Bagaimana mungkin mushola yang sedang berada di bawah beban maksimum cor basah dan material berat, tetap digunakan secara aktif oleh ratusan santri untuk ibadah berjemaah?
Ini bukan lagi kelalaian, ini adalah judi nyawa yang fatal. Kesaksian santri korban sangat mengerikan; mereka mendengar suara retakan dari atas saat baru memasuki rakaat kedua, sebelum semuanya roboh total.
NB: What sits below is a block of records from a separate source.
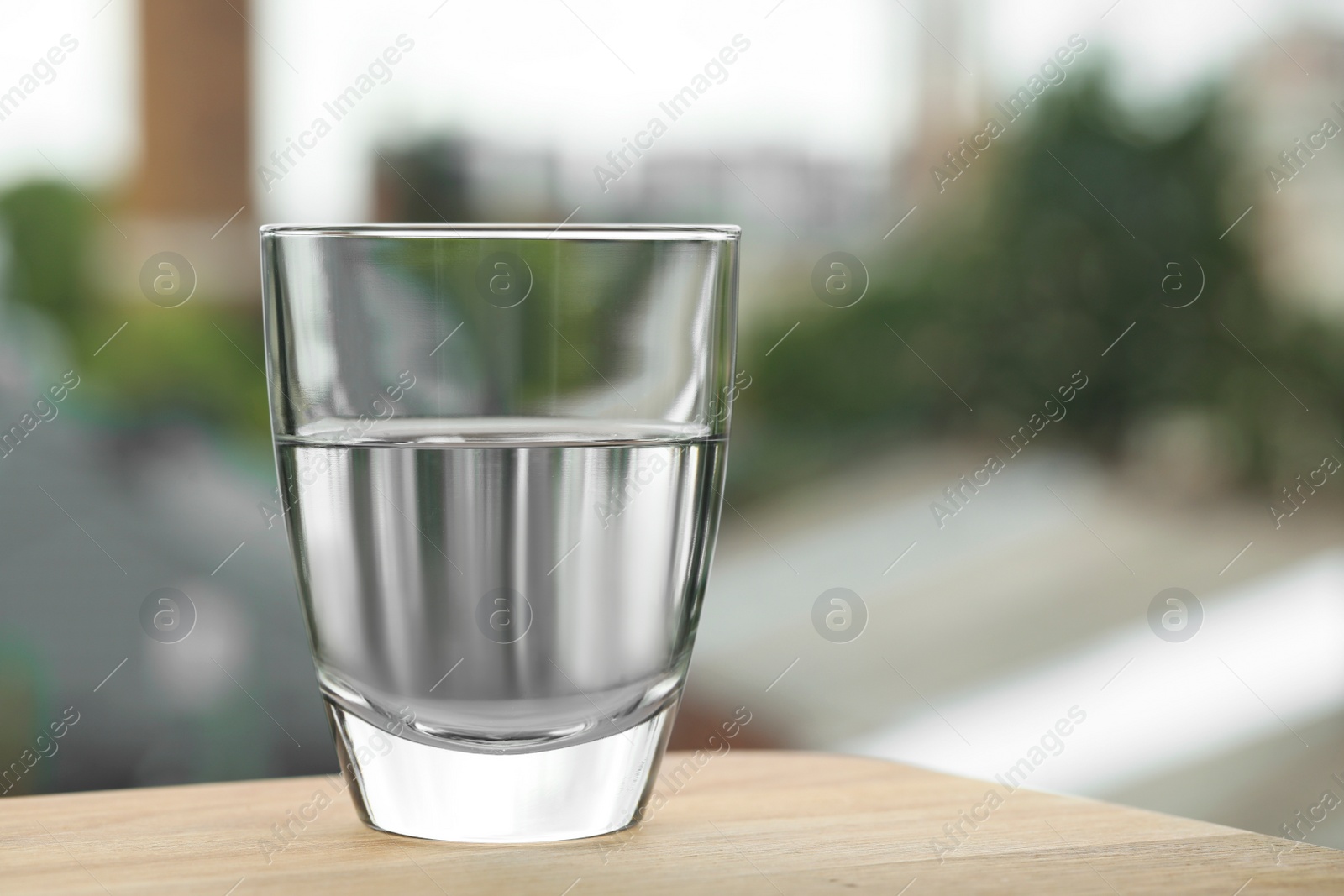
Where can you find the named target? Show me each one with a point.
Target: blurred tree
(49, 228)
(199, 362)
(1077, 222)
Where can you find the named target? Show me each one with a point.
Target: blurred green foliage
(1059, 239)
(201, 362)
(47, 226)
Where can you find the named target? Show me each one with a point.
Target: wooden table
(743, 822)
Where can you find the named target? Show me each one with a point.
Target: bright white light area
(1267, 663)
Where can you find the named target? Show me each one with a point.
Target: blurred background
(1042, 317)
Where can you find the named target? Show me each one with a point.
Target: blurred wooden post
(194, 172)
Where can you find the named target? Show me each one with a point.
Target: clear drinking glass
(501, 453)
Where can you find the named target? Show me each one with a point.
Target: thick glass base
(434, 793)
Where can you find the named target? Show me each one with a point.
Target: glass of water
(501, 453)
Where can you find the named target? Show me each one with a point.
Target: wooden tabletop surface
(741, 822)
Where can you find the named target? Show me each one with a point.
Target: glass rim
(510, 231)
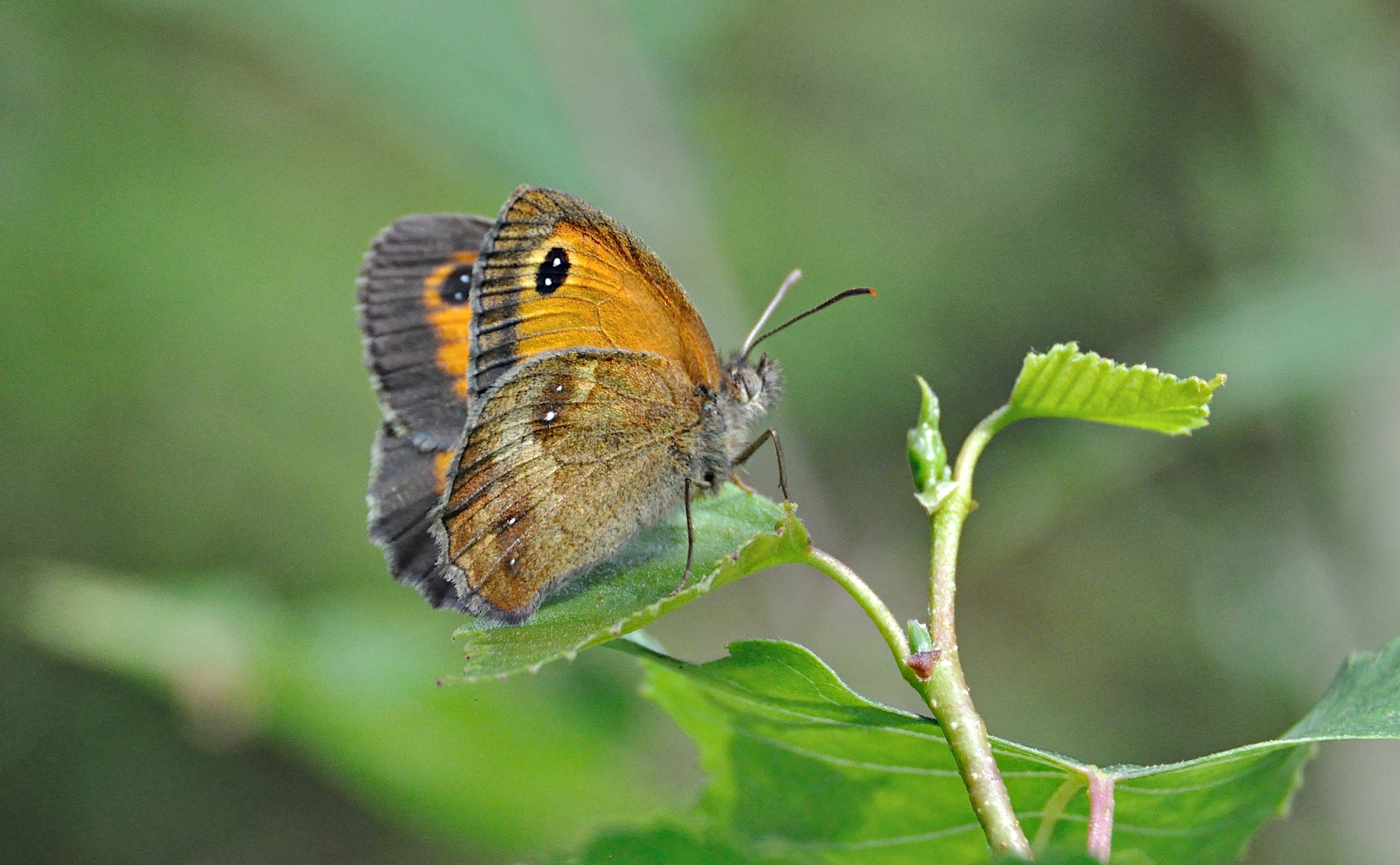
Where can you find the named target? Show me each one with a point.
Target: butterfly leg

Penyebab langsungnya sudah jelas: penopang cor (scaffolding) tidak kuat dan jebol! Ahli teknik sipil menegaskan bahwa runtuhnya scaffolding adalah indikasi kegagalan kritis dalam perhitungan beban. Kegagalan ini menunjukkan bahwa material pendukung tidak mampu menahan beban cor basah, material besi, dan bobot pekerja di atasnya.